Comentário ao acordão do Recurso Especial nº 1.035.445-BA

23/09/2009 às 00:00
Leia nesta página:

INTRODUÇÃO

Comentário da decisão do Recurso Especial nº 1.035.445-BA, julgado pelo Superior Tribunal de Justiça em 18/06/2009. A importância deste julgado está no voto do Ministro Relator João Otávio de Noronha, quanto à possibilidade de provimento do recurso de agravo de instrumento, ainda que tenha ocorrido vício insanável na instrução do recurso (ausência de folha na qual está contida parte relevante dos fundamentos da decisão agravada). Trata-se de matéria eminentemente processual, e inovadora posição adotada por membro do Superior Tribunal de Justiça no que tange à correção de vícios e admissibilidade do recurso de agravo de instrumento.
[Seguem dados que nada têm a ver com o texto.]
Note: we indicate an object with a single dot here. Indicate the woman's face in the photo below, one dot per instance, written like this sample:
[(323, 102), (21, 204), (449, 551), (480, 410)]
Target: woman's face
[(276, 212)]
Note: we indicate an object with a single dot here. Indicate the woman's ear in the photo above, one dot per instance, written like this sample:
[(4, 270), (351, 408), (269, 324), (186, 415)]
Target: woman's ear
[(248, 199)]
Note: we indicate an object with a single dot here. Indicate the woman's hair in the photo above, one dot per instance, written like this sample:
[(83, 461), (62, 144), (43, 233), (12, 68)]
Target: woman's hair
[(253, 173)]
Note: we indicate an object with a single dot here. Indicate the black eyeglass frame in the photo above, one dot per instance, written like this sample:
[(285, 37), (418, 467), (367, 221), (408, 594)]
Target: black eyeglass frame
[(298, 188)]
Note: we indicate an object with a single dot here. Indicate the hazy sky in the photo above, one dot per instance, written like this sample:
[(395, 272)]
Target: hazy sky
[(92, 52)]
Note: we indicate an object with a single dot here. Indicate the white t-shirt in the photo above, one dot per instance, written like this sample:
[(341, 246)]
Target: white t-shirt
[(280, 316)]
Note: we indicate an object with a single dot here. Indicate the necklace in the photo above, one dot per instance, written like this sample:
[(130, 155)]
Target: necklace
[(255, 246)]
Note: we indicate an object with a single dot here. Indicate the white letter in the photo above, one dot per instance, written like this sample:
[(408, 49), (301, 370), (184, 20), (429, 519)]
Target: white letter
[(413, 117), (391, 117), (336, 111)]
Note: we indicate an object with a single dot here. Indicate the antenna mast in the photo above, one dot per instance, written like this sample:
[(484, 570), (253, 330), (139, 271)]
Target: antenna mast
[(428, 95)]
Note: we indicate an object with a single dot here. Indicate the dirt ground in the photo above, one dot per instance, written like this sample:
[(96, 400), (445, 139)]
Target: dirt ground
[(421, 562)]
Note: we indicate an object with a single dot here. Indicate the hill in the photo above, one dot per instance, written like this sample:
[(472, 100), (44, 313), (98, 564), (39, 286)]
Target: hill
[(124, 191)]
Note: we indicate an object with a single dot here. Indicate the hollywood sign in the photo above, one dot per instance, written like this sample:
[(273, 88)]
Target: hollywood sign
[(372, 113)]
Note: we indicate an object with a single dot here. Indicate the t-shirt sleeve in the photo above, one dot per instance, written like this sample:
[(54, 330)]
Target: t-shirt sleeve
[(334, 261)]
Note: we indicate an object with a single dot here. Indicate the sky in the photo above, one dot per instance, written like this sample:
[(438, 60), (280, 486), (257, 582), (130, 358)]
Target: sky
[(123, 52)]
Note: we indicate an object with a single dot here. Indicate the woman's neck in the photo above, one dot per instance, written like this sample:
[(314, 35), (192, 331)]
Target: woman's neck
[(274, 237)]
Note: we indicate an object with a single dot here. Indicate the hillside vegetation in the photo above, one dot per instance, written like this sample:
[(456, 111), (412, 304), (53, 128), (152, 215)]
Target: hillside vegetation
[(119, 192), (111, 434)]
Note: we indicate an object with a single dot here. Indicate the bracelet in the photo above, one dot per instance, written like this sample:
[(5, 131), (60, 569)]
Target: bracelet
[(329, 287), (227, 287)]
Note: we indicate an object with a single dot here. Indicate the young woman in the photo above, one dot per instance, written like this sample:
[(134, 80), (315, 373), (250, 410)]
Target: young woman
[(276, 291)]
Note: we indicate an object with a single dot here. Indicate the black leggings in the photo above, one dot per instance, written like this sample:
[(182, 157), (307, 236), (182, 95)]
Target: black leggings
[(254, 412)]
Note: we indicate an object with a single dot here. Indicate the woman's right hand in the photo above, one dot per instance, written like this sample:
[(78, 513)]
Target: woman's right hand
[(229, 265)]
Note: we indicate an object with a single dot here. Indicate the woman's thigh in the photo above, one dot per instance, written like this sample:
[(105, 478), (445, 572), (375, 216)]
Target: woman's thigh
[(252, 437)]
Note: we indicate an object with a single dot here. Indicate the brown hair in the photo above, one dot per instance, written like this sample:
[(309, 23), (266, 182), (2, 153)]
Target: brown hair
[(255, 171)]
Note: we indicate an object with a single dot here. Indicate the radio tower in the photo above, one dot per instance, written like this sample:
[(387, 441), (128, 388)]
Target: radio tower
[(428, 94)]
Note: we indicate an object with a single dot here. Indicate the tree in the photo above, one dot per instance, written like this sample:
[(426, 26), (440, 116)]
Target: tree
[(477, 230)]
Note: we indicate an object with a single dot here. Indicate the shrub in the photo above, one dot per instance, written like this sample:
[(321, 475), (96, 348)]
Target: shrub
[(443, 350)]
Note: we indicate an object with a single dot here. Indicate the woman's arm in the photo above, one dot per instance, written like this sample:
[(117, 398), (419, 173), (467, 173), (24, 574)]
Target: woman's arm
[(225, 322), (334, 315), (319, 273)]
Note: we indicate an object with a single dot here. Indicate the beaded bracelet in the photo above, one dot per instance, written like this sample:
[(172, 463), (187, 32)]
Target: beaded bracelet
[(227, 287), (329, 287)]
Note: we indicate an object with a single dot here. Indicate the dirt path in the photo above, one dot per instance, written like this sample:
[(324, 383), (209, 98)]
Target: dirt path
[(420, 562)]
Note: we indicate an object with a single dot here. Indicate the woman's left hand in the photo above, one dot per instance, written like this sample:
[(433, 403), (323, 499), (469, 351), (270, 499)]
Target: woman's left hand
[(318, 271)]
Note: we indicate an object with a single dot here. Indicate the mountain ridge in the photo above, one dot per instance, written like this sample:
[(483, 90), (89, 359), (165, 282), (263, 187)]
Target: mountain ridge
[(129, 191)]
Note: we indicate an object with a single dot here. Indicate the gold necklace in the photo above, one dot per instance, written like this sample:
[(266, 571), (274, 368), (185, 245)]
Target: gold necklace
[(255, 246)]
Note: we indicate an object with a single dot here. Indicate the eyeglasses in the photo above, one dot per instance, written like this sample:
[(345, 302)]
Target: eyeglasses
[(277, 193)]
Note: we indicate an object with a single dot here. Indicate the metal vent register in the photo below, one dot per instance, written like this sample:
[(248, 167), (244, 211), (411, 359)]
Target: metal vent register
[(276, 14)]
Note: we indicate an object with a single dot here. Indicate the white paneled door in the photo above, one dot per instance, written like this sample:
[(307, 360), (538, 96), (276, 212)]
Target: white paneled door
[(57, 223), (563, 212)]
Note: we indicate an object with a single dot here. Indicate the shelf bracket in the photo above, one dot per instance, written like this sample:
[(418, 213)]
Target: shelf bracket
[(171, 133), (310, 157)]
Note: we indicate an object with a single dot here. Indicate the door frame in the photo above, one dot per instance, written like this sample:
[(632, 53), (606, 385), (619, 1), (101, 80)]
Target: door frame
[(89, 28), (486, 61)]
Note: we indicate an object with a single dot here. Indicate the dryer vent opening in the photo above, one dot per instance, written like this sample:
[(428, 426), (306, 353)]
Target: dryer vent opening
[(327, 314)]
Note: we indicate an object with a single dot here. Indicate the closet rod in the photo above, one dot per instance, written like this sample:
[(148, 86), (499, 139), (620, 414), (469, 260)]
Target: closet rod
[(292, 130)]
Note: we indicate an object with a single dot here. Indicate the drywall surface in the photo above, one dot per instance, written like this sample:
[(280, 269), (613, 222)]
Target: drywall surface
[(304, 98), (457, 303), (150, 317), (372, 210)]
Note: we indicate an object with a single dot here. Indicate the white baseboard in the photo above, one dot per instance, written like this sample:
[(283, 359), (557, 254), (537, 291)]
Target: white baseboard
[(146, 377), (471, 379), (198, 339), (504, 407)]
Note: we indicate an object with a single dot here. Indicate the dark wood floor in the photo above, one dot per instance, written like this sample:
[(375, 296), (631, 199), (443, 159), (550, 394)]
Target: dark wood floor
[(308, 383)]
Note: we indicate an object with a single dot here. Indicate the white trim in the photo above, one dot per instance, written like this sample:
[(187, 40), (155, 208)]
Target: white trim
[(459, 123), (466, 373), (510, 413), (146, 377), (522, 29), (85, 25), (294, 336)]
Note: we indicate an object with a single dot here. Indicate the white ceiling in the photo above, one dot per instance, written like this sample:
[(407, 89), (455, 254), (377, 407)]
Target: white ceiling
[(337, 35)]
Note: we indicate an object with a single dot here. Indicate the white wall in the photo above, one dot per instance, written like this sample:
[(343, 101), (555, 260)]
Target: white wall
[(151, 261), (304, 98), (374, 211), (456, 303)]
AGRAVO DE INSTRUMENTO – AUSÊNCIA DE PEÇAS OBRIGATÓRIAS – ADMISSIBILIDADE DO RECURSO

O recurso de agravo de instrumento remete ao Tribunal o reexame da questão, e por isso é responsabilidade do recorrente demonstrar o conteúdo fático e jurídico da decisão proferida [01]. Daí a necessidade de formação do "instrumento", isto é, a formação de novos autos para que o órgão competente para o julgamento possa exercer a função revisora.

Discussões doutrinárias e jurisprudenciais existem acerca da formação do instrumento e a possibilidade de suprir os vícios na formação do agravo.

O regime jurídico anterior ao da Lei 9.139/2005 determinava que o funcionário do cartório ou serventuário fizesse o traslado das peças para a formação do instrumento. Com o advento da lei, é ônus do agravante juntar as peças obrigatórias e necessárias. Por esta razão, a unanimidade dos autores aqui estudados afirma a impossibilidade de converter o julgamento em diligência, para que sejam acostadas as peças faltantes (o que era possível anteriormente à Lei). [02]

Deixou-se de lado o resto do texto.